Part of the issue is that this might be the sort of problem that’s easiest to solve if you don’t talk about it. Netanyahu’s government has a nasty tendency to be scared off of doing the thing that is most sensible and effective because it arouses the rage of authoritarians and far-right fanatics. See, for example, internal security minister Amir Ohana (who is auditioning for the role of Israel’s answer to Josh Hawley) going against the common sense, thoroughly uncontroversial policy of the ministry of health, and instructing the prison service not to vaccinate prisoners who are over 60 (several court cases are currently pending against this decision, and one can only hope that, having successfully done a populism, Ohana will back down).

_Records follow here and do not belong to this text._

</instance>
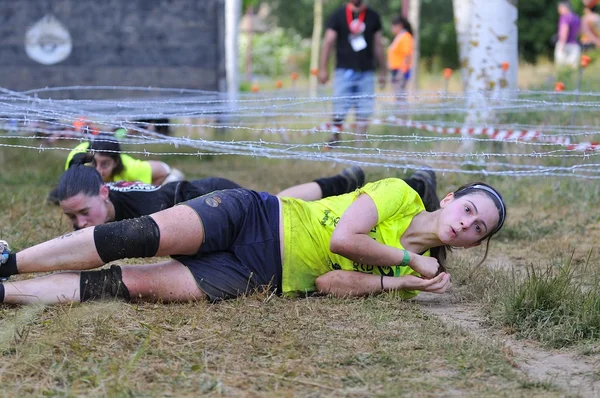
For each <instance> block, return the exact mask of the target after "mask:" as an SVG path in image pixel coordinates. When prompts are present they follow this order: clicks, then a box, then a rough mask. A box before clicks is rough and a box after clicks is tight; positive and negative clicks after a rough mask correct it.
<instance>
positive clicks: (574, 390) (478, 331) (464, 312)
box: [417, 293, 600, 397]
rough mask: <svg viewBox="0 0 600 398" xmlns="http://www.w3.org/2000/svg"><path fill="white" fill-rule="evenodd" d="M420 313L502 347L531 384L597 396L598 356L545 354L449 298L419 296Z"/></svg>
mask: <svg viewBox="0 0 600 398" xmlns="http://www.w3.org/2000/svg"><path fill="white" fill-rule="evenodd" d="M417 301H418V302H419V303H420V304H421V308H422V309H423V311H425V312H427V313H429V314H432V315H435V316H437V317H438V318H440V319H441V320H442V321H443V322H444V323H446V324H448V325H452V326H455V327H459V328H462V329H464V330H466V331H468V332H469V333H472V334H473V335H475V336H476V337H477V338H481V339H493V340H495V341H497V342H498V343H500V344H502V346H503V351H504V352H505V355H506V358H507V360H509V361H510V362H511V363H512V364H513V366H514V367H515V368H517V369H519V370H521V371H523V372H524V373H525V375H527V377H528V378H529V379H530V380H532V381H538V382H547V383H551V384H553V385H555V386H556V387H558V388H560V389H561V390H563V391H564V392H565V393H568V394H569V395H571V394H576V395H579V396H582V397H597V396H599V395H600V380H598V377H597V376H596V375H597V370H596V369H598V368H599V366H600V358H598V356H590V357H584V356H582V355H579V354H577V353H576V352H575V351H572V350H545V349H543V348H540V347H539V346H538V345H537V344H535V343H533V342H529V341H522V340H516V339H514V338H512V337H511V336H509V335H507V334H505V333H502V332H501V331H498V330H494V329H490V328H487V327H485V325H484V324H483V317H482V316H481V314H480V311H479V309H478V308H477V306H476V305H470V304H460V305H457V304H453V303H451V296H449V295H441V296H440V295H435V294H430V293H421V294H419V297H418V298H417Z"/></svg>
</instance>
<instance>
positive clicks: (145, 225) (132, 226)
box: [94, 216, 160, 263]
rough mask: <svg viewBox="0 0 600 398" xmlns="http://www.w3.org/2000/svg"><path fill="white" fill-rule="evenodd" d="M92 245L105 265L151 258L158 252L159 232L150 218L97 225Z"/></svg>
mask: <svg viewBox="0 0 600 398" xmlns="http://www.w3.org/2000/svg"><path fill="white" fill-rule="evenodd" d="M94 243H95V244H96V250H97V251H98V255H99V256H100V258H101V259H102V261H104V262H105V263H109V262H111V261H114V260H120V259H122V258H137V257H153V256H154V255H155V254H156V252H157V251H158V245H159V243H160V230H159V229H158V225H157V224H156V221H154V219H153V218H152V217H150V216H142V217H140V218H132V219H130V220H123V221H117V222H111V223H108V224H103V225H98V226H96V227H95V228H94Z"/></svg>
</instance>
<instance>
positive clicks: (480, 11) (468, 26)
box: [453, 0, 518, 152]
mask: <svg viewBox="0 0 600 398" xmlns="http://www.w3.org/2000/svg"><path fill="white" fill-rule="evenodd" d="M453 7H454V21H455V26H456V36H457V41H458V49H459V58H460V65H461V77H462V83H463V88H464V91H465V96H466V107H467V114H466V117H465V123H466V124H467V125H468V126H473V125H476V124H481V123H493V122H494V120H495V114H494V112H493V110H492V106H493V103H494V102H496V101H498V100H500V99H503V98H509V97H511V96H513V95H514V93H515V90H516V88H517V68H518V48H517V36H518V35H517V0H494V1H489V0H453ZM503 66H504V68H503ZM506 66H508V69H506ZM464 138H466V137H464ZM472 149H473V142H472V141H467V140H465V141H463V144H462V150H463V151H465V152H466V151H470V150H472Z"/></svg>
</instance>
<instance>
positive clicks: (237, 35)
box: [225, 0, 242, 106]
mask: <svg viewBox="0 0 600 398" xmlns="http://www.w3.org/2000/svg"><path fill="white" fill-rule="evenodd" d="M241 12H242V2H241V0H225V74H226V77H227V98H228V100H229V101H231V104H230V106H234V104H235V101H237V99H238V94H239V82H238V80H239V79H238V69H237V59H238V25H239V22H240V16H241Z"/></svg>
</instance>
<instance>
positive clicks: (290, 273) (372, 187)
mask: <svg viewBox="0 0 600 398" xmlns="http://www.w3.org/2000/svg"><path fill="white" fill-rule="evenodd" d="M361 194H367V195H369V196H370V197H371V199H373V202H374V203H375V206H376V208H377V215H378V221H377V224H376V225H375V227H373V229H372V230H371V232H369V236H371V237H372V238H373V239H375V240H376V241H377V242H380V243H383V244H384V245H387V246H392V247H395V248H398V249H404V248H403V247H402V244H401V243H400V238H401V237H402V234H404V232H405V231H406V229H407V228H408V226H409V225H410V222H411V221H412V219H413V217H414V216H416V215H417V214H418V213H420V212H422V211H423V210H425V206H424V205H423V202H422V200H421V198H420V197H419V195H418V194H417V192H415V191H414V190H413V189H412V188H411V187H409V186H408V185H407V184H406V183H405V182H404V181H403V180H401V179H397V178H388V179H384V180H380V181H376V182H373V183H369V184H367V185H365V186H364V187H363V188H361V189H359V190H356V191H355V192H351V193H348V194H345V195H340V196H332V197H329V198H325V199H321V200H319V201H315V202H304V201H302V200H299V199H293V198H281V200H282V203H283V207H282V208H283V210H282V213H283V228H284V257H283V264H282V289H283V293H284V294H286V295H294V294H295V293H297V292H312V291H315V290H316V286H315V280H316V278H317V277H319V276H321V275H323V274H325V273H327V272H329V271H332V270H337V269H341V270H347V271H358V272H364V273H368V274H376V275H381V274H383V275H386V276H402V275H411V274H412V275H417V276H418V275H419V274H418V273H417V272H416V271H414V270H413V269H412V268H410V267H409V266H394V267H385V266H378V265H370V264H361V263H357V262H355V261H352V260H350V259H347V258H345V257H343V256H340V255H338V254H334V253H332V252H331V251H330V250H329V243H330V240H331V235H332V233H333V230H334V228H335V226H336V225H337V223H338V221H339V219H340V217H341V216H342V214H343V213H344V212H345V211H346V209H347V208H348V207H349V206H350V205H351V204H352V202H354V200H356V198H358V196H359V195H361ZM425 255H429V252H427V253H425ZM418 293H419V292H418V291H408V290H406V291H401V292H400V296H401V297H403V298H412V297H415V296H416V295H417V294H418Z"/></svg>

The same ministry of health is already saying that vaccinating the Palestinians is in our own interest, but it’s very easy to imagine some racist grandstander in Netanyahu’s government deciding that it’s a winning play to come out against this policy, and turning it into a political hot potato. For that matter, it’s an open question how willing the Palestinian government and populace (not to mention Hamas in Gaza) will be to receive vaccines from Israel, especially if it becomes a big deal. This is the sort of thing that a functional American administration might be useful in smoothing over, and maybe things will shift in that direction after January 20th. But for the moment, it’s all up in the air, and casts a pall over Israel’s self-congratulatory celebrations.